Large-scale spatial dynamics of vole populations in Finland revealed by the breeding success of vole-eating avian predators
Janne Sundell, Department of Ecology and Systematics, Division of Population Biology, PO Box 65, FIN-00014 University of Helsinki, Finland. Tel. +358 9 191 57757, Fax: +358 9 191 57694, E-mail: firstname.lastname@example.org
- 1Voles in northern Europe have been shown to exhibit cyclic population dynamics, with a latitudinal gradient in cycle length, amplitude and interspecific synchrony.

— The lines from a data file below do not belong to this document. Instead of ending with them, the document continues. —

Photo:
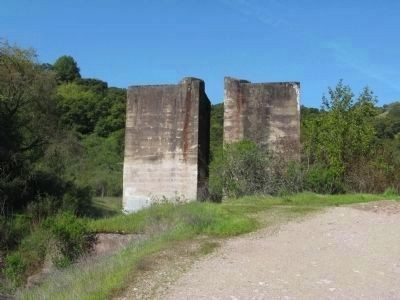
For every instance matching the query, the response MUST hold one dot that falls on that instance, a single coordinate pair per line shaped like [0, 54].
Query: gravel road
[341, 253]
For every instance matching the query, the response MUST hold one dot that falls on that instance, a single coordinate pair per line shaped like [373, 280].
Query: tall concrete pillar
[166, 143]
[266, 113]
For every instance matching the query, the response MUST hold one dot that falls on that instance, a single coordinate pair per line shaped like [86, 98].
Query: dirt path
[342, 253]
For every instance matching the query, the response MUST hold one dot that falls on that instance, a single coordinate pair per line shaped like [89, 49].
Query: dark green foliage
[217, 128]
[61, 238]
[66, 68]
[243, 168]
[27, 119]
[71, 237]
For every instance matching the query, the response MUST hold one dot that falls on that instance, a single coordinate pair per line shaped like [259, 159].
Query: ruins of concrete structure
[166, 143]
[266, 113]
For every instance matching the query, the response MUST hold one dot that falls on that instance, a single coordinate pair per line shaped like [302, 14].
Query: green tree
[341, 135]
[66, 68]
[216, 128]
[27, 118]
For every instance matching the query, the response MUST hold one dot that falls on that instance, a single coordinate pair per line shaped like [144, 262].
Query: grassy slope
[167, 224]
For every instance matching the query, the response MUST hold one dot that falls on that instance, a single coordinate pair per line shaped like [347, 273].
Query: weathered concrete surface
[166, 157]
[266, 113]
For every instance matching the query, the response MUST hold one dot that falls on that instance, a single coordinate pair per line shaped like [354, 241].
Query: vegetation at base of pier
[169, 224]
[62, 141]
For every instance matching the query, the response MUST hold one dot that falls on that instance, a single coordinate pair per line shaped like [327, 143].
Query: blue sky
[146, 42]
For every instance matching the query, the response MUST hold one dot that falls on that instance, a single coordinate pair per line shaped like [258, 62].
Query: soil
[350, 252]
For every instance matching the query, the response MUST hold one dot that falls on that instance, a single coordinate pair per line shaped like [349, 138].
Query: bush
[12, 230]
[70, 236]
[243, 168]
[62, 238]
[391, 191]
[321, 179]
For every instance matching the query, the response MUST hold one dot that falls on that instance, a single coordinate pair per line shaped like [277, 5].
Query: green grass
[107, 206]
[166, 224]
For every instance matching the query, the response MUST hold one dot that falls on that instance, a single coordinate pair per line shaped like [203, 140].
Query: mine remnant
[266, 113]
[166, 143]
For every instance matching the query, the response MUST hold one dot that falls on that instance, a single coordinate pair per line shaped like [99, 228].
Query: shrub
[322, 179]
[391, 191]
[62, 238]
[70, 236]
[243, 168]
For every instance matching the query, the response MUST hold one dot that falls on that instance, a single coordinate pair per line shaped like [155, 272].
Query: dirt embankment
[342, 253]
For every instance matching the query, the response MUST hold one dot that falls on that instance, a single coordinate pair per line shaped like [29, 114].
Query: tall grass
[166, 224]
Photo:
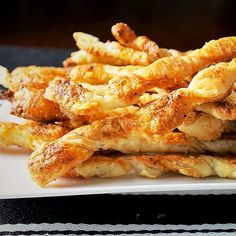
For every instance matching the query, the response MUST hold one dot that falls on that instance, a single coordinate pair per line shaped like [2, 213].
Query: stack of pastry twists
[127, 106]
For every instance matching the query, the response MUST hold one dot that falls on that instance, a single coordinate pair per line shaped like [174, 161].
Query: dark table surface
[109, 209]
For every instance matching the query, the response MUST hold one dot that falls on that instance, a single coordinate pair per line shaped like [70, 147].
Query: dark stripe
[66, 232]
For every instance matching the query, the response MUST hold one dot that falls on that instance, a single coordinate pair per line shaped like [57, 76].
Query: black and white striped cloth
[119, 229]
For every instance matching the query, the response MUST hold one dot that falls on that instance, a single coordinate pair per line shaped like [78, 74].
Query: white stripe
[108, 227]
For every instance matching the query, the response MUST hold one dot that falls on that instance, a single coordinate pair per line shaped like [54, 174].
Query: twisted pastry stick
[152, 166]
[202, 126]
[210, 85]
[32, 77]
[99, 73]
[223, 110]
[114, 50]
[82, 57]
[166, 72]
[4, 77]
[31, 104]
[127, 37]
[29, 135]
[125, 134]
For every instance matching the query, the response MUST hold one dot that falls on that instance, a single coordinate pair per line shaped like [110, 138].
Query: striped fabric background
[106, 229]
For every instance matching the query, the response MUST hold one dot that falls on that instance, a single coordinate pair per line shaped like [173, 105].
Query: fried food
[82, 57]
[167, 72]
[122, 134]
[31, 104]
[29, 135]
[223, 110]
[99, 73]
[113, 50]
[4, 77]
[127, 37]
[196, 124]
[126, 107]
[34, 77]
[153, 166]
[164, 73]
[101, 166]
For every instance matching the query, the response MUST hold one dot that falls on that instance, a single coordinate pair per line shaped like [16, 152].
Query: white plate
[15, 181]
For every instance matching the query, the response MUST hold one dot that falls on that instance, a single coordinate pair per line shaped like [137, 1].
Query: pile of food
[126, 106]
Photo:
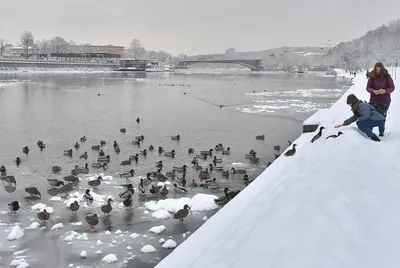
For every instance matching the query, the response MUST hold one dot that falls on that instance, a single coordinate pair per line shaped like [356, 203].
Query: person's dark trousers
[367, 126]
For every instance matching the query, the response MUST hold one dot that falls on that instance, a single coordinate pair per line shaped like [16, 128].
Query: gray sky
[195, 27]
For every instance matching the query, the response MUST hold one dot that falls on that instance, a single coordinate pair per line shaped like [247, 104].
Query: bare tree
[137, 48]
[27, 41]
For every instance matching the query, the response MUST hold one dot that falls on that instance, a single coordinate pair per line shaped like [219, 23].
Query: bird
[96, 182]
[106, 209]
[92, 220]
[55, 183]
[43, 216]
[319, 134]
[178, 189]
[128, 202]
[127, 175]
[13, 207]
[33, 191]
[292, 151]
[130, 191]
[335, 136]
[88, 197]
[182, 213]
[74, 206]
[10, 180]
[260, 137]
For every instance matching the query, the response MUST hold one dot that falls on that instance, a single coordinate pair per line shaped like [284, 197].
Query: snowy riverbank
[333, 204]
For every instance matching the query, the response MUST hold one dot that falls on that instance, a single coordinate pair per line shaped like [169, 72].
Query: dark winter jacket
[363, 111]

- 2Previous studies have been based on a relatively sparse network of sampling sites. In the absence of spatially comprehensive long-term records of vole dynamics, we analysed a proxy of vole density, bird-ringing data on vole-eating avian predators, Tengmalm's owl (Aegolius funereus L.), the Ural owl (Strix uralensis Pall.), the long-eared owl (Asio otus L.) and the rough-legged buzzard (Buteo lagopus Pontoppidan) to study spatial population dynamics of voles.
- 3We demonstrate that the breeding success of the avian predators is highly dependent on the abundance of voles, which is also reflected in the numbers of nestlings ringed in a particular area in each year.
- 4Our results show the expected increase in cycle length from south to north in Finland, but also from west to east, and in contrast to previous studies, increasing irregularity of the cyclic dynamics towards the north.
- 5Fluctuations of vole populations have been synchronous over large distances, up to several hundred kilometres. Such large-scale synchrony is more likely to be caused by movements of vole-eating predators and/or by climatic perturbations than by dispersal of voles.
- 6We could not conclusively verify the recent suggestion that vole population dynamics have become less regular across Finland, although certain long-term changes are apparent.